Ireland and the United States have signed an agreement extending the 12-month J1 visa for another three years.
It was originally agreed in 2008 and has been renewed on a two-year basis since then.
Today it was renewed for a further three years.
The bilateral agreement signed today between the Irish and US governments relates only to the 12-month J1 visa and not the four-month programme, which most Irish students use to spend a summer working in the US.
There have been concerns about the future of the J1 programme given previous remarks from US President-elect Donald Trump that he plans to end the scheme.
In August 2015, in a position paper posted on his website, Mr Trump said "the J1 visa jobs programme for foreign youth will be terminated and replaced with a résumé bank for inner city youth provided to all corporate subscribers to the J1 visa programme".

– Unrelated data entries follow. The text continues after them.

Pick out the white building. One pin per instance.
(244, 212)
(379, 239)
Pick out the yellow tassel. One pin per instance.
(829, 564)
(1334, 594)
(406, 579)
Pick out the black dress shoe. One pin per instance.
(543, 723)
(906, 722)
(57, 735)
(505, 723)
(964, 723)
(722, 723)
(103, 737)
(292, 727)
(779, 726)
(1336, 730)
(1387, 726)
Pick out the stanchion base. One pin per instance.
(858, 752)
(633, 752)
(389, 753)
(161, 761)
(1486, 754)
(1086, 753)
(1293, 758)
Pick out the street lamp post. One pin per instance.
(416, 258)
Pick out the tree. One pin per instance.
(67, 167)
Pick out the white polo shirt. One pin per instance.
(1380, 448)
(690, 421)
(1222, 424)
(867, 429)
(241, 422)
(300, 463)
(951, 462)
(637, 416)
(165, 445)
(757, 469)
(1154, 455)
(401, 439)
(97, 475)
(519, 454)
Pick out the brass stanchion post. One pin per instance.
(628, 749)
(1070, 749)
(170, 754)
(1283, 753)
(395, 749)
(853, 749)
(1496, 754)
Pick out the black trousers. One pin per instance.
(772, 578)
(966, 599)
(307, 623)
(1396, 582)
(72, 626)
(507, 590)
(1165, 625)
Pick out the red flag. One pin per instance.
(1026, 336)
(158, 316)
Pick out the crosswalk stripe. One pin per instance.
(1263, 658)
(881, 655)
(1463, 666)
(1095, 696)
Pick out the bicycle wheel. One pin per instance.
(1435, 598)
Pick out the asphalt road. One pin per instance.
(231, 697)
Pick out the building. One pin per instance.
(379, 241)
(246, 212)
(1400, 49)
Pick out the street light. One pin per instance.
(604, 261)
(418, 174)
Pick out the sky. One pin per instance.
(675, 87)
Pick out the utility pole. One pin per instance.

However that paper is no longer available on his website and the same pledge is not contained in his latest policy paper on immigration.
Despite the signing of today's agreement, uncertainty still hangs over the programme as Mr Trump could shut it down by executive order once he takes office on 20 January.
The J1 programme is, however, unlikely to be high up on his immigration reform agenda, given his focus on building a wall with Mexico.
While it would be straightforward for Mr Trump to close out the four-month summer J1 visa programme, it would be more difficult to end the 12-month J1 programme because it is a bilateral arrangement between the Irish and US governments, rather than a blanket, global programme.
In 2015, 1,319 Irish people availed of the 12-month J1 visa, and around 7,000 took part in the four-month J1 Summer Work Travel Programme.
About 300 Americans availed of the reciprocal arrangement and travelled to Ireland for a 12-month period of travel and work.
The renewal memorandum of understanding was signed today by Ireland's Ambassador to the US Anne Anderson and US Assistant Secretary of the Bureau of Educational and Cultural Affairs Evan Ryan.
Later today Ambassador Anderson and other officials from the Irish Embassy in Washington will attend a meeting with State Department officials about the four-month J1 visa.
Changes were made to that programme in 2016 which required students to have secured a job before travelling to the US.
Irish officials had had concerns that would impact numbers, and Ambassador Anderson said today that had proved to be the case.
There are ongoing talks about the programme and about how it can be best operated.